Written by Staff Writer
18 May, 2015 | 2:16 pm
Melbourne city council has announced that the Southgate bridge, on to which lovers have been locking padlocks as symbols of their affection, is beginning to wear.
Citing “a concern about the integrity of the bridge”, Melbourne’s lord mayor, Robert Doyle, said on Monday the council would be removing the padlocks this week as part of routine maintenance.
“There are now 20,000 locks on that bridge and the wires are starting to sag and in some places because of that sag locks are being placed over two wires together,” he said.
Locks began to appear on the bridge about three years ago, part of a worldwide phenomenon pitting the symbolic bonds of the heart against the actual bonds of bridge infrastructure in Paris, Cologne, Florence and other romantic capitals.

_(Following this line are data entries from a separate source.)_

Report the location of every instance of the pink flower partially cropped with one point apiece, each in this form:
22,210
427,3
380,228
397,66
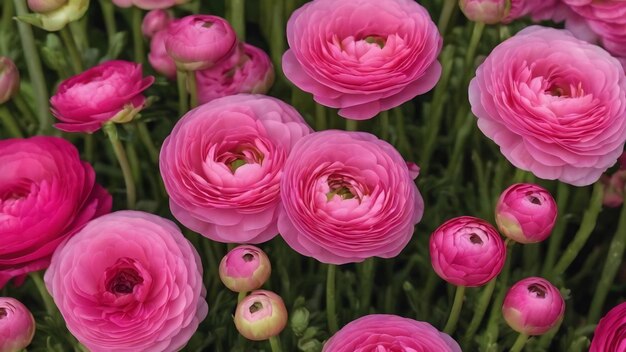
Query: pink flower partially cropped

A couple’s initials are typically inscribed on the locks and the keys tossed into the Yarra river. Doyle said it was estimated up to 40,000 keys had been thrown into the river, posing a risk to the environment.
The locks would not be cut off, but slid off the support wires, which would be detached from the bridge and replaced, he said.
Unlike in New York, where similar locks on the Brooklyn bridge were removed and then discarded, Melbourne city council is asking residents for ideas on what to do with the piles of padlocks.